In January 2022, after GAL was unable to find a new property to which it could relocate its manufacturing facilities, it terminated the agreement pursuant to its express contractual rights. Five months later, Gerard sued GAL under the theory that GAL agreed to orally modify the agreement by allegedly stating it would close the transaction in exchange for an additional $25 million. This allegation was despite the agreement’s clear “no oral modification” clause that prohibited oral amendments to the agreement. Gerard specifically claimed that Golden Gate used the alleged oral agreement for the additional $25 million as a way to obtain a higher purchase price for the interest in GAL that Golden Gate eventually sold to the Ontario Teachers’ Pension Plan (OTPP).

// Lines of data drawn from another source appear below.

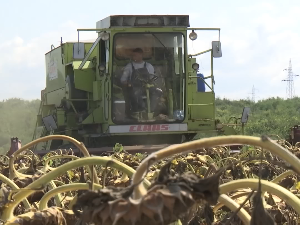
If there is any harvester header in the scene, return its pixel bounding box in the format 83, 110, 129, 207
33, 15, 250, 155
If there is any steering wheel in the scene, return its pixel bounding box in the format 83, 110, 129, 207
137, 74, 158, 84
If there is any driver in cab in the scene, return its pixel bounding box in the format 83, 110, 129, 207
121, 48, 154, 117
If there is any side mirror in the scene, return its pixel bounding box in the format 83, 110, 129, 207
212, 41, 222, 58
241, 107, 250, 123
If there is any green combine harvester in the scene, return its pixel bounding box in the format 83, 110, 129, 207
33, 15, 249, 154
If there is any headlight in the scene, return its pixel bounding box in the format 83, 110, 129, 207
101, 32, 109, 41
189, 30, 198, 41
192, 63, 199, 70
173, 110, 184, 120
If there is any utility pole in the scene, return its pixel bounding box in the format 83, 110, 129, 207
250, 85, 257, 103
282, 59, 299, 98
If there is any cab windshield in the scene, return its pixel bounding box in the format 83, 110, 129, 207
112, 33, 185, 124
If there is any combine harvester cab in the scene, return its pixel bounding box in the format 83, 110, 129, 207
33, 15, 248, 154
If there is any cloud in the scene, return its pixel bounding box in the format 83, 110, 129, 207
0, 2, 300, 99
0, 21, 97, 100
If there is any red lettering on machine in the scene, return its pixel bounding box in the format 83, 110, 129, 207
129, 124, 170, 132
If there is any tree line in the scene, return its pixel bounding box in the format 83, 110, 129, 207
0, 98, 300, 154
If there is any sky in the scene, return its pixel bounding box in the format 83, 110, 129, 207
0, 0, 300, 101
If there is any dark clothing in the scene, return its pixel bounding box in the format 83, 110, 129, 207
123, 62, 161, 114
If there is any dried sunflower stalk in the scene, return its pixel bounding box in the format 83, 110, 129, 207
5, 207, 77, 225
72, 162, 225, 225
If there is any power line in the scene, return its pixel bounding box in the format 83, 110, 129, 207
282, 59, 299, 98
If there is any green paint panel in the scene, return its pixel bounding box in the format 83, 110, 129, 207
189, 92, 215, 119
73, 61, 96, 92
56, 109, 66, 127
82, 107, 103, 124
93, 80, 102, 101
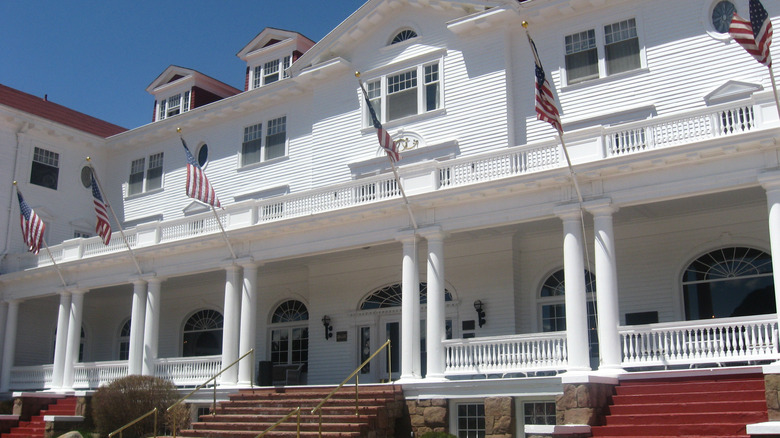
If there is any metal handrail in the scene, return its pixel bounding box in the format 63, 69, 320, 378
255, 406, 301, 438
168, 348, 255, 438
108, 408, 157, 438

After GAL filed its motion to dismiss in October 2022, Gerard filed an amended complaint to add Golden Gate and OTPP as defendants. The amended complaint asserted a sprawling set of claims against Golden Gate for promissory estoppel, fraud, equitable estoppel, quantum meruit, unjust enrichment, tortious interference, civil conspiracy and injunctions.

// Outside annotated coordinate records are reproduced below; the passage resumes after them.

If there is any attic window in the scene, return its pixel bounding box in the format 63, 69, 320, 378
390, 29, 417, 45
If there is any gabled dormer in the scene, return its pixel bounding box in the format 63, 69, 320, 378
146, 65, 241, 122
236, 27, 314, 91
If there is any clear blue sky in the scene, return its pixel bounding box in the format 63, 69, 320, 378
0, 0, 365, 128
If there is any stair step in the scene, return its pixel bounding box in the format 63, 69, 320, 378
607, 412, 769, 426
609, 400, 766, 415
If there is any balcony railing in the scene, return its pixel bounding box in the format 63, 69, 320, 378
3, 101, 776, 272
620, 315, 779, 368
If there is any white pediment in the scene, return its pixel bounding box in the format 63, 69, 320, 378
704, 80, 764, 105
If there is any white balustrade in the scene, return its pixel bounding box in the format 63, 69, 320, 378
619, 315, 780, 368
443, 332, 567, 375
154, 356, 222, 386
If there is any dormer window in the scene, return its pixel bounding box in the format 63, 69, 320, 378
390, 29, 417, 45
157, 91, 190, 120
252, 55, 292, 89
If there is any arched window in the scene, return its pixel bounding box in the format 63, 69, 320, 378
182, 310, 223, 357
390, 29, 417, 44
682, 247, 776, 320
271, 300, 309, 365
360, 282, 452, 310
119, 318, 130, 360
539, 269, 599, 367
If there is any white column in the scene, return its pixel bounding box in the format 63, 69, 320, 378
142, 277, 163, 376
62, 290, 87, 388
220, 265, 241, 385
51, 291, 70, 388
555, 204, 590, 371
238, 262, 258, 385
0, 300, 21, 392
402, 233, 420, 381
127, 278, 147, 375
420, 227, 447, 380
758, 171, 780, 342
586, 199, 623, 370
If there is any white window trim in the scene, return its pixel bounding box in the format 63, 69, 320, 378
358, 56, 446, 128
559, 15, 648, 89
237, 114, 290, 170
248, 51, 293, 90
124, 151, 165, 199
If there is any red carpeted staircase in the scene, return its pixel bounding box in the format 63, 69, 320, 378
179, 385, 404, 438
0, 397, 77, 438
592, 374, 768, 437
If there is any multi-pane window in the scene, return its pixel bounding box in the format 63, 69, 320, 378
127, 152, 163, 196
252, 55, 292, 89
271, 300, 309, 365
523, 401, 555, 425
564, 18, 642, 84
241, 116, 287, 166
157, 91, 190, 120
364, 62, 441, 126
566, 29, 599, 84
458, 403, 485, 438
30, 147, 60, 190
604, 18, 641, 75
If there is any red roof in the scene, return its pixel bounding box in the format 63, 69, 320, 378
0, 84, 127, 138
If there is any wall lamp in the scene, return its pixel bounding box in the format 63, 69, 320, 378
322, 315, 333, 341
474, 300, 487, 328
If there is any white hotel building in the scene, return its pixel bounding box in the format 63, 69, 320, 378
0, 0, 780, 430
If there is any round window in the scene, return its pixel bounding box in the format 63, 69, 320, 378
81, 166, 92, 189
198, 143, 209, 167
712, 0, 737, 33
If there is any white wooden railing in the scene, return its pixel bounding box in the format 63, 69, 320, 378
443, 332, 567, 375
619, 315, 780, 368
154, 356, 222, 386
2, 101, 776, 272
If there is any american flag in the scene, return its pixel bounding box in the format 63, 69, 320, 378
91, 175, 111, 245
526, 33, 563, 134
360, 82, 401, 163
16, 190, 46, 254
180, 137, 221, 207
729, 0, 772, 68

On May 23, Justice Fidel Gomez of the New York Supreme Court, Commercial Division, Bronx County, dismissed all claims, with prejudice, against all defendants. Justice Gomez dismissed the lion’s share of the claims on the grounds that the plain language of the agreement’s “no oral modification” clause clearly barred the allegation that there was an oral agreement that GAL would close the deal in exchange for an additional $25 million. Justice Gomez further dismissed the fraud claims as duplicative of several of the other causes of action, and held that the claims for civil conspiracy and injunctions were not cognizable under New York law.